1. Overview

The previous build closed on a screenshot of the agent’s context window near the ceiling, with a one-line warning: “in this lesson we nearly ran out of context within the agent. That’s why the next lesson is about managing it.” This is that lesson. Context is a finite (and expensive) resource we need to manage through multiple levers, not a single trick. Let’s now focus on that resource – context – as a budget with six distinct facets:

  • (1) prompt hygiene,
  • (2) sub-agent dispatch,
  • (3) decomposition reasoning,
  • (4) briefing,
  • (5) the Opus-plans / Sonnet-executes model split, and
  • (6) /compact.

Lever 1, prompt hygiene, has actually been quietly running since the Adding Tests rebuild. The prompt body has been shrinking while project complexity hasn’t, because durable content keeps migrating into CLAUDE.md. The file has grown from two sections to seven across the last three rebuilds; this rebuild’s prompt body is the previous rebuild’s modulo two added lines. For a one-shot rebuild like this one, the location doesn’t actually change anything. Whether a rule sits verbatim in the prompt or in CLAUDE.md, the same information lands in the same context window, so the token cost is identical. Where it pays off is future conversations and additional features built on the same project, where durable rules already live in the right home instead of being re-typed. We’ll explore this separately.

One framing note carries through the rest of the lesson: once sub-agents enter the picture, the window the developer manages is the main agent context (the orchestrator’s), not the sum of every window the system opens.

This lesson narrates the recorded run on the module2-lesson5 branch in private/faic.

2. Setting Up the Experiment

The setup mirrors the previous four runs. Fresh codebase on the module2-lesson5 branch; we’ll carry forward main artifacts from the previous rebuild: CLAUDE.md, checkstyle.xml, .gitignore, .claude/settings.local.json. Same model family, same tools, same Jira Lite spec.

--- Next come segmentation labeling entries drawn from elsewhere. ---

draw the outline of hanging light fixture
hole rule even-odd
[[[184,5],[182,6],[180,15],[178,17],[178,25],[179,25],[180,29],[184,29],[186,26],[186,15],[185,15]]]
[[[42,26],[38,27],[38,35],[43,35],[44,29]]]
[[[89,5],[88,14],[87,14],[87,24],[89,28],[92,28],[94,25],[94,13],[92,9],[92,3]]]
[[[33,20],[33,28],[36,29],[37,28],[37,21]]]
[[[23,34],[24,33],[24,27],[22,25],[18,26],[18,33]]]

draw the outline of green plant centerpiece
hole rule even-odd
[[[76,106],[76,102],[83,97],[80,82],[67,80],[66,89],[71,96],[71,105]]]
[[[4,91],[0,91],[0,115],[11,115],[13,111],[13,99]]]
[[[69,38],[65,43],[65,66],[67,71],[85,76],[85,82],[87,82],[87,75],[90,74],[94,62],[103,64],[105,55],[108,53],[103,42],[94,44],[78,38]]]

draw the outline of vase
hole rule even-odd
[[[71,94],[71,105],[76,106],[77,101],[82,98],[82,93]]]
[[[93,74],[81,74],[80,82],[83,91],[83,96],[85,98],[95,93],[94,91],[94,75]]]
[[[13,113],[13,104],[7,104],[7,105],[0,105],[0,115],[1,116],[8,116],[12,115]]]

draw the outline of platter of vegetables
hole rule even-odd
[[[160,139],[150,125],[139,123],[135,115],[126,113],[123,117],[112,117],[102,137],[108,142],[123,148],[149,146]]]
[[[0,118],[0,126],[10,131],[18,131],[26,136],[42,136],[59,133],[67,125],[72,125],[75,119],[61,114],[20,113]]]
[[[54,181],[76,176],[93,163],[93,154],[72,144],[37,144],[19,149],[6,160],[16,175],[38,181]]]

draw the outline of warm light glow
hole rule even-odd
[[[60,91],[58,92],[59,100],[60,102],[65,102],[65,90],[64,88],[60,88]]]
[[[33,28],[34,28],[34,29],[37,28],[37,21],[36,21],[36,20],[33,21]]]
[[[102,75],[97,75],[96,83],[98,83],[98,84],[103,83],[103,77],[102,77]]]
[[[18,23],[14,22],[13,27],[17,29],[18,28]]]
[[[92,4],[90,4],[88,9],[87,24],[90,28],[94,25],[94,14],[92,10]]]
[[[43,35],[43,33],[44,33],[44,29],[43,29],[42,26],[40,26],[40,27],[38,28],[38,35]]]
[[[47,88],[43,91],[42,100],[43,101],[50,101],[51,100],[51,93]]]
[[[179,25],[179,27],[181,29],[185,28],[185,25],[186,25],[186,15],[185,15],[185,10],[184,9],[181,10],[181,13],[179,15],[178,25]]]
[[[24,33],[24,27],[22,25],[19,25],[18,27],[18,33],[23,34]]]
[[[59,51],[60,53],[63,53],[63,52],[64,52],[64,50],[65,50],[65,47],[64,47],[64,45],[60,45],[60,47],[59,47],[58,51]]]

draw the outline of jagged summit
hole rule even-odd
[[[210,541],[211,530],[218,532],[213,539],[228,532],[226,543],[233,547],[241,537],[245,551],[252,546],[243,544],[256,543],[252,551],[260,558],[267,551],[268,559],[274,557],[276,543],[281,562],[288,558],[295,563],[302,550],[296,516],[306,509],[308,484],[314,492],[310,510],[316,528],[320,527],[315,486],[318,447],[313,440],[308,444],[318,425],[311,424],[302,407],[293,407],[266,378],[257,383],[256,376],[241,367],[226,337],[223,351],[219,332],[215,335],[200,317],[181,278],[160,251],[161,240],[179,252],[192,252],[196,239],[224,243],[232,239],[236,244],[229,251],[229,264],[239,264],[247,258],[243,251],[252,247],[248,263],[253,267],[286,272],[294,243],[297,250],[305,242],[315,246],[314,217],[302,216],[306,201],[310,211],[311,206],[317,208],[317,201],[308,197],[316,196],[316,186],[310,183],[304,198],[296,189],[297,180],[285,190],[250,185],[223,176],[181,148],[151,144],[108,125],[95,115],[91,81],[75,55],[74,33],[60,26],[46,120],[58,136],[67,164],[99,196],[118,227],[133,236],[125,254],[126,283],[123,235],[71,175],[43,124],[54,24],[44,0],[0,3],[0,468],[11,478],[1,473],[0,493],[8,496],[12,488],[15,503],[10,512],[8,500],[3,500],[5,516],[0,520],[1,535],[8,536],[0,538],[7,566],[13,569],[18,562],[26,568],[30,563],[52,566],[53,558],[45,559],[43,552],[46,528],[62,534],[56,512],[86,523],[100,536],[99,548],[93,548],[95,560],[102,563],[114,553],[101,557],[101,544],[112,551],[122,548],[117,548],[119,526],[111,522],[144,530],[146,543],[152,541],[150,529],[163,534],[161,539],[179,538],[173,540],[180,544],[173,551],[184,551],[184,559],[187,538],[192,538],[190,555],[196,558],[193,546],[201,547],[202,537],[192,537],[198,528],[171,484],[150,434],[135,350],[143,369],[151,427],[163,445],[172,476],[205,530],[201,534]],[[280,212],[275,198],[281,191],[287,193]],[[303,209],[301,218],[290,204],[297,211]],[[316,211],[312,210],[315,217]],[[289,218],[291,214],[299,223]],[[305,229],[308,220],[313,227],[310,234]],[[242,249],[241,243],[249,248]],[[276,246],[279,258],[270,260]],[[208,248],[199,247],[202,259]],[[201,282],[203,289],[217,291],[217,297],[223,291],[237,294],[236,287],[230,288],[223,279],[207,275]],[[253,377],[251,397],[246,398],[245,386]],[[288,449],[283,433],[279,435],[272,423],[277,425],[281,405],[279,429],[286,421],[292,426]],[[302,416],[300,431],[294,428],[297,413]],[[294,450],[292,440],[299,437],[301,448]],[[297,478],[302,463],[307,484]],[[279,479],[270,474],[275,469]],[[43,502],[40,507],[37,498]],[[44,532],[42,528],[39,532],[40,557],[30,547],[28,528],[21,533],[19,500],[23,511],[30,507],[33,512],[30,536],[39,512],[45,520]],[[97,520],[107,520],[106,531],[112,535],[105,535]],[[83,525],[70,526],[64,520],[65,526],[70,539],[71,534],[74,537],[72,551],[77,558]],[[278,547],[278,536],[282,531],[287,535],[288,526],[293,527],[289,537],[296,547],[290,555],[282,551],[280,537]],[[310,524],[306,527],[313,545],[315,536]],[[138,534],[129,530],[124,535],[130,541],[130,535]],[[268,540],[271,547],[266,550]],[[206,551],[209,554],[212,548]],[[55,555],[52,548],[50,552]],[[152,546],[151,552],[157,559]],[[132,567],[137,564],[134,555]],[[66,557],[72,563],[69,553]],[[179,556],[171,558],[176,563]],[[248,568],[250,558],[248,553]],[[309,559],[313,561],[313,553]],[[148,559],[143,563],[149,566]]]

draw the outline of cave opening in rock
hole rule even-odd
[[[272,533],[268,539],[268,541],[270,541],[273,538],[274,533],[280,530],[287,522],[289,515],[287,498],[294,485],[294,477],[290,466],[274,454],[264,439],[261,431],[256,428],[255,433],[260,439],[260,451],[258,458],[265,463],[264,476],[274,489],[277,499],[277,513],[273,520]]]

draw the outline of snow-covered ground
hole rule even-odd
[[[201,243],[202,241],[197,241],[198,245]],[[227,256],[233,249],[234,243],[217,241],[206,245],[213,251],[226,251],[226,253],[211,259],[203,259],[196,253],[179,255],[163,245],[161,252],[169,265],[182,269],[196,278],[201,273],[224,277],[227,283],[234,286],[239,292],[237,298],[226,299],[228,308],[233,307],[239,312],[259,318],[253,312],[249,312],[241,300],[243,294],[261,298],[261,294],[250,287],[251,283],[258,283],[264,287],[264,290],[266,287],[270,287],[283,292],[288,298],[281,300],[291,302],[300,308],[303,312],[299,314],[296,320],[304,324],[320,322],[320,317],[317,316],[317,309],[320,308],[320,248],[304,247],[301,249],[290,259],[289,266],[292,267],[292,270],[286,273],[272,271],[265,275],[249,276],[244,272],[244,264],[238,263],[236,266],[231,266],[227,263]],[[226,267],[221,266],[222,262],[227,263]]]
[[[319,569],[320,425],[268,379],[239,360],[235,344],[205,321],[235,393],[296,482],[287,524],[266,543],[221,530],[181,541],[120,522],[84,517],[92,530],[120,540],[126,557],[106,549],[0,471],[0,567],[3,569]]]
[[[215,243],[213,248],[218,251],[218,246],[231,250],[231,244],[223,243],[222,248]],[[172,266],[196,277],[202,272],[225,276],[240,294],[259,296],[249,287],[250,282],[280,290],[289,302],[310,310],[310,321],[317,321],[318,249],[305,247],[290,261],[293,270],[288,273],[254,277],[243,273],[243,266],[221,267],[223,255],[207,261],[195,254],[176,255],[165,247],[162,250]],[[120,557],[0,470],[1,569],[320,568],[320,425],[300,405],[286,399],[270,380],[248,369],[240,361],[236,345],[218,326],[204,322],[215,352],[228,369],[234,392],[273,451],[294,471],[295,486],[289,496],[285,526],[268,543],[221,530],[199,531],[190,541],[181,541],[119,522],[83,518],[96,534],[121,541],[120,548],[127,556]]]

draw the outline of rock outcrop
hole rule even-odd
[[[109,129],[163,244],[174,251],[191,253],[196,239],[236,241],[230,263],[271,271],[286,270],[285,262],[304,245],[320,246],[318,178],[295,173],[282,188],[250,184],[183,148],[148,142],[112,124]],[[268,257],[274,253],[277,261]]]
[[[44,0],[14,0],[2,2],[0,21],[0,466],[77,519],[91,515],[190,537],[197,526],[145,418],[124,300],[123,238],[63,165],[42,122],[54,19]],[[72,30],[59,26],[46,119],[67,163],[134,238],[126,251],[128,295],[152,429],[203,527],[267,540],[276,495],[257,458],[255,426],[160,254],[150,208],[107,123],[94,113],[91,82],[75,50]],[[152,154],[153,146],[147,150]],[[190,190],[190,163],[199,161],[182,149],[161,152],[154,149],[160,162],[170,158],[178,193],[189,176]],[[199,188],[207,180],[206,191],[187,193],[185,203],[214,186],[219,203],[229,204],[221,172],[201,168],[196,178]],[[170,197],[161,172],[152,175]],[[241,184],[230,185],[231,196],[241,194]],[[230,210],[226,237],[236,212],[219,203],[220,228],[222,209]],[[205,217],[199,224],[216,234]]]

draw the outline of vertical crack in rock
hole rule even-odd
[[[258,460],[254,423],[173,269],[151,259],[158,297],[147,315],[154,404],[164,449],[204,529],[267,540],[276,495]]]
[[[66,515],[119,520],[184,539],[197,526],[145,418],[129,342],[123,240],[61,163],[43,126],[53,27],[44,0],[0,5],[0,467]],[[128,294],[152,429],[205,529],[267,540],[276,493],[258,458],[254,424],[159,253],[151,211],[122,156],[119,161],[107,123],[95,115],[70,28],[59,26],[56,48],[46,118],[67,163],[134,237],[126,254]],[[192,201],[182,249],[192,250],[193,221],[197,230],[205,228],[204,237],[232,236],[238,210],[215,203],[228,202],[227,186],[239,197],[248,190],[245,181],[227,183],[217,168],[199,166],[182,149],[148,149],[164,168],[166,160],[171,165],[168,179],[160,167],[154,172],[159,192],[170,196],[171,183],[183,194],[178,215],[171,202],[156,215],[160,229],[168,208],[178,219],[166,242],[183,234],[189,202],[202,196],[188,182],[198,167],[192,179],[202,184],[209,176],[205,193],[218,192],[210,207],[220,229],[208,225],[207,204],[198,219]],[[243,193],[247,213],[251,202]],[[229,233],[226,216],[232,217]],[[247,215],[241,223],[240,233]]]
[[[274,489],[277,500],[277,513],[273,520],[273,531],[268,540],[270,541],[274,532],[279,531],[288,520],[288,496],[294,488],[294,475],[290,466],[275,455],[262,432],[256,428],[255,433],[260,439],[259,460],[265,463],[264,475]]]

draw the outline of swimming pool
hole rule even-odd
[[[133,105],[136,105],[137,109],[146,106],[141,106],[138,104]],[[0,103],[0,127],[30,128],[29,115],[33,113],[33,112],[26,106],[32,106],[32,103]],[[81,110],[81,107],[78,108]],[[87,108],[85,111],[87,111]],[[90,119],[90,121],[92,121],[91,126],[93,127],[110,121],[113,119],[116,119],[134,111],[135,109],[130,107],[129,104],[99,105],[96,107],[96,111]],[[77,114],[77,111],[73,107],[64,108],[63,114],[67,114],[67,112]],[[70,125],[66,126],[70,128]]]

Simply put, we’ll focus on context as a managed resource; everything else is mostly the same.

3. Telling the Orchestrator When to Dispatch and Which Model to Use

Two new sections need to land in CLAUDE.md: ## Sub-Agents first, the context-isolation lever, and ## Models second, the cost and capability lever. Here’s why each is shaped the way it is.

Sub-Agents

A sub-agent is a separate Claude Code session the orchestrator spawns to handle a bounded chunk of work. (The orchestrator, the main Claude Code session we sent the prompt to, and the main agent are the same thing.) It has its own context window, returns only the result, and the orchestrator’s window only sees the summary, not the line-by-line generation. That’s why it’s such as powerful way of keeping the orchestrator context clean: the bulky work happens elsewhere, and the main agent context, the window we’re trying to keep lean, stays light.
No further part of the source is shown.